Interest rate policy announcements were made today in Russia and Romania. The Central Bank of Russia‘s key rate has been 21.0% since a trio of hikes last July, September and October that totaled 500 basis points. Russian CPI inflation has accelerated from 2.3% in April 2023 to 9.5% in December. A released statement explains the policy pause since October’s move:
We are now more certain that monetary conditions have already become restrictive enough for inflation to start decelerating in the next few months. Therefore, we have decided to continue the pause in key rate increases. If the earlier monetary policy tightening turns out to be insufficient, we will be ready to reconsider the issue of raising the key rate at our next meeting.

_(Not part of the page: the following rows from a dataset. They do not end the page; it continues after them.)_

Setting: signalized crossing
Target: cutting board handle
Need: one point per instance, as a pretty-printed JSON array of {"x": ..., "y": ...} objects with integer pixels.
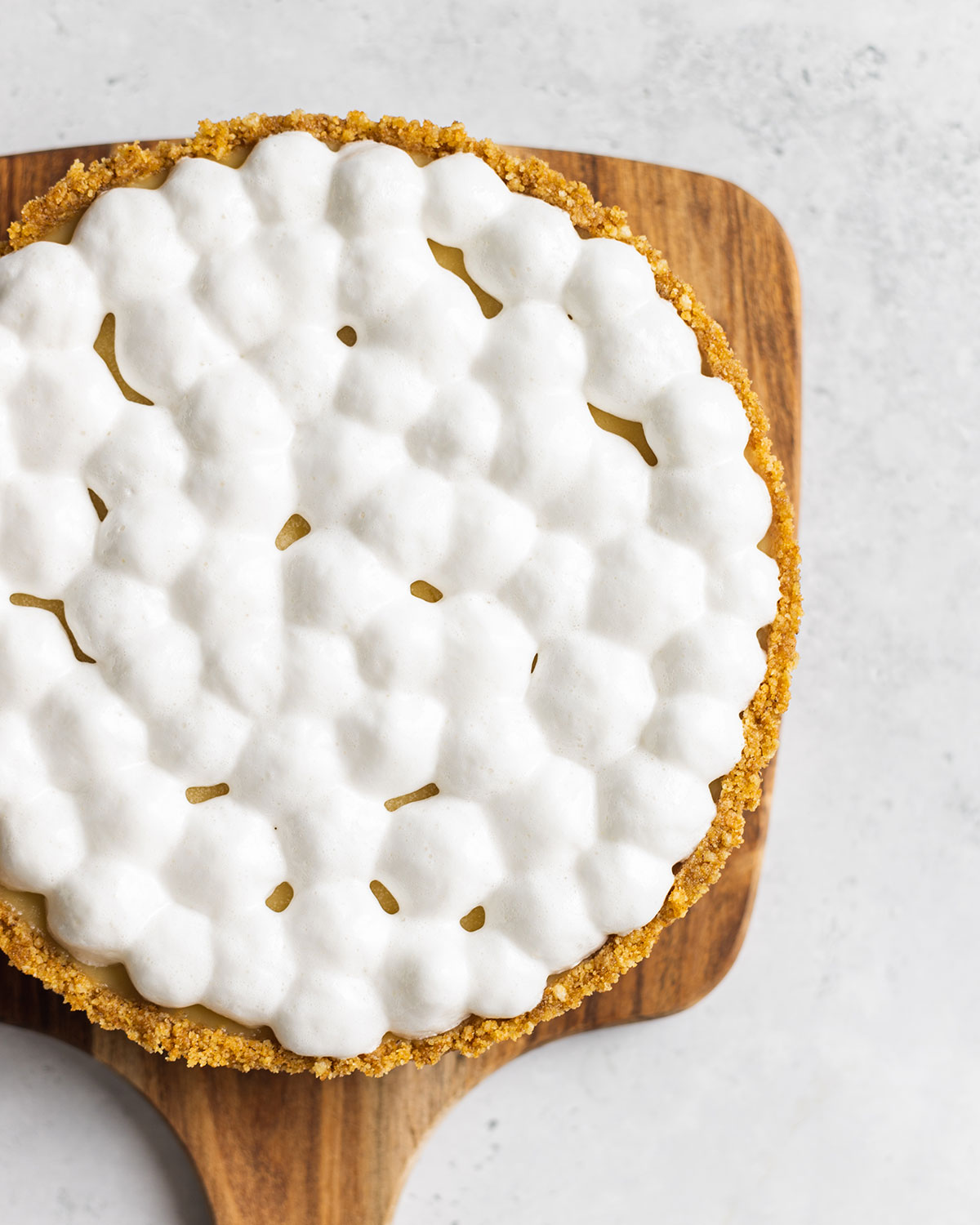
[{"x": 276, "y": 1149}]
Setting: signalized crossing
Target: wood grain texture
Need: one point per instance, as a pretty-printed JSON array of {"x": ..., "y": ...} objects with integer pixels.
[{"x": 289, "y": 1149}]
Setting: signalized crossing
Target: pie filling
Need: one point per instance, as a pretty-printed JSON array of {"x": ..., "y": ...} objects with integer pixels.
[{"x": 384, "y": 590}]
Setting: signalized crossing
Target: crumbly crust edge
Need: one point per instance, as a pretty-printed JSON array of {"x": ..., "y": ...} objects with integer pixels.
[{"x": 154, "y": 1028}]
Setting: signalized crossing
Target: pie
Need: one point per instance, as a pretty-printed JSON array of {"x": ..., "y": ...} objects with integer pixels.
[{"x": 402, "y": 595}]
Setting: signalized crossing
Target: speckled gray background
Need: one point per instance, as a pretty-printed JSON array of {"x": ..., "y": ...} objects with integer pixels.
[{"x": 835, "y": 1075}]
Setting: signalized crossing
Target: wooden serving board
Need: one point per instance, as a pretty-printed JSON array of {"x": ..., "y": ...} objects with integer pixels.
[{"x": 296, "y": 1152}]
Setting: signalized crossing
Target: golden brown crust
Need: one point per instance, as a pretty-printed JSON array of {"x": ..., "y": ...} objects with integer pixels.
[{"x": 154, "y": 1028}]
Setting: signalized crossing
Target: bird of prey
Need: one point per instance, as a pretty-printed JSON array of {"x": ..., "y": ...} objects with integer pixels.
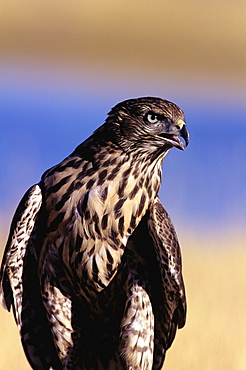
[{"x": 92, "y": 265}]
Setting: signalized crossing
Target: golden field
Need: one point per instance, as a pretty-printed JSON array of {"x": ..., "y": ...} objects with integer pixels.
[{"x": 214, "y": 337}]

National Bank of Romania monetary policy is also on pause. The interest rate crested at 7.0% from January 2023 until an initial 25 basis point cut last July that was followed up in August with a second 25-bp reduction to the current 6.5% level. Romanian officials have turned guarded in the face of geopolitical uncertainties and risks associated with domestic fiscal policy. Romanian CPI inflation had decelerated from 16.8% in November 2022 to 4.6% last September but was most recently quoted at 5.0%.